Sometimes I am totally dumbfounded at what we do in this country. Take the "Don't Ask, Don't Tell" rule in our military. It's been in the news again lately.
Can gay Americans serve in the military and protect our nations's security just as well as straight Americans? Of course they can. So it makes absolutely no sense at all that the federal government has spent hundreds of millions of dollars to purge our military of gay service members -- including many with valuable skills desperately needed in today's armed forces, such as Arabic language specialists.
What is our great fear of homosexuals? As a drama major and a heterosexual, I worked for years in theatre, through my college years and then semi-professionally at The Wagon Wheel Summer Theatre in Warsaw, Indiana.
As a heterosexual, if you work in the arts you are going to find out what it is like to be a minority group. But here's the thing, and I say this with all honesty and candor: gay people are no threat to me whatsoever. In fact, they are some of the most intelligent, witty, and talented people I have had the joy to work with over the years.
I once performed an after dinner show for Northwest Fabrics. In appreciation, they gave me a white hooded sweatshirt with the Northwest Fabrics Logo on the front. It was extremely comfortable and I wore it a lot.
It never crossed my mind that someone would construe that sweatshirt as "too gay".
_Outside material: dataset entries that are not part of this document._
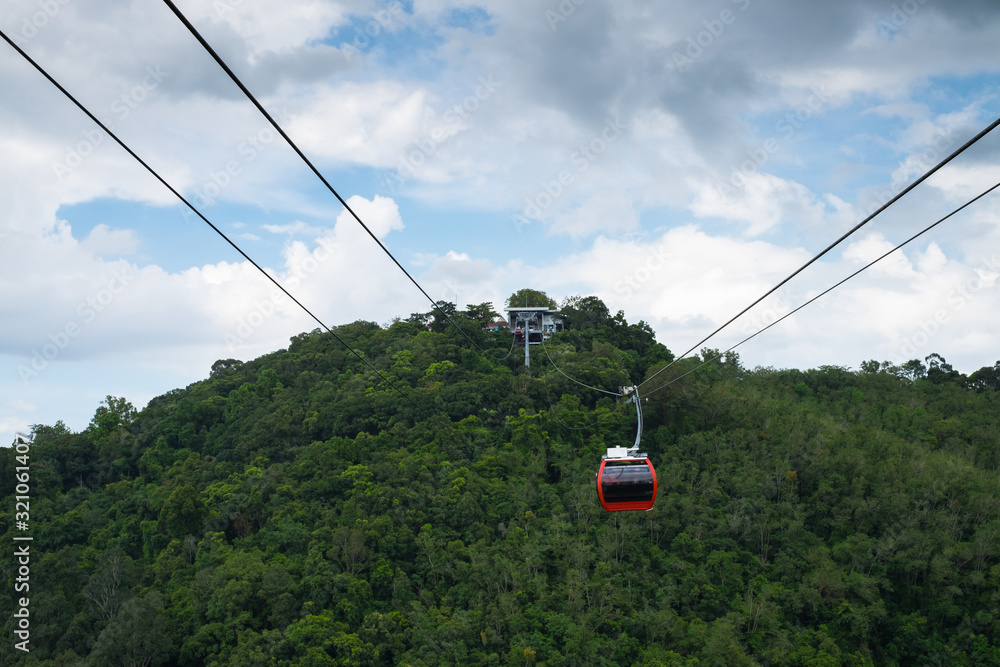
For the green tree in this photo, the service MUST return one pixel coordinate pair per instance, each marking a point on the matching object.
(528, 297)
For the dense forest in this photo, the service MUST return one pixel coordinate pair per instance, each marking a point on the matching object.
(300, 509)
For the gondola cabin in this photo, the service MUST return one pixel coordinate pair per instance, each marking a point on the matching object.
(626, 482)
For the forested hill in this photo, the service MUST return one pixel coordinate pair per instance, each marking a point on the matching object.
(297, 510)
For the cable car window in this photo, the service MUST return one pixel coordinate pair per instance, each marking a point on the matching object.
(627, 481)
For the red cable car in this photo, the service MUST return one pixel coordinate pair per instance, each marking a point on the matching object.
(626, 479)
(626, 484)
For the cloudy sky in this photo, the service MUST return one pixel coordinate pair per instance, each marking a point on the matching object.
(676, 159)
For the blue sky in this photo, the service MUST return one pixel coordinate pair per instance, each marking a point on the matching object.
(675, 159)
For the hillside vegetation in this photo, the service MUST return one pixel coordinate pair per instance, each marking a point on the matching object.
(297, 510)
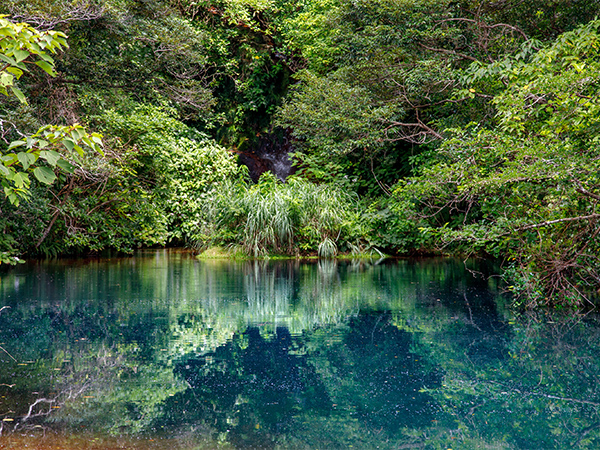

One day I was going through the check out line at the local supermarket and the checkout guy, who ordinarily was a stocker, looked at my sweatshirt and said: "How can you wear that sweat shirt? I would never wear a sweatshirt that said Northwest Fabrics on it."
I just smiled and said: "I guess that's because I am much more secure in my masculinity than you are in yours."
And that's the way I feel about the manly men who get their undies in a bundle when they are in the presence of a gay man. As Shakespeare would say: Methinks the man protests too much.
Gay soldiers have served in every war our nation has fought, and currently serve openly in the military of almost every modern industrialized nation on the planet, including 20 out of 25 NATO countries.
There's just no reason that people with the courage and the skills the military needs should be prevented from serving in our armed forces simply based on their sexual orientation.
If we intercepted a terrorist message about a ticking time bomb, and the only available translator was openly gay, would you want him to be fired?
It's time to tell your representative to ditch the "Don't Ask, Don't Tell" policy. I already have!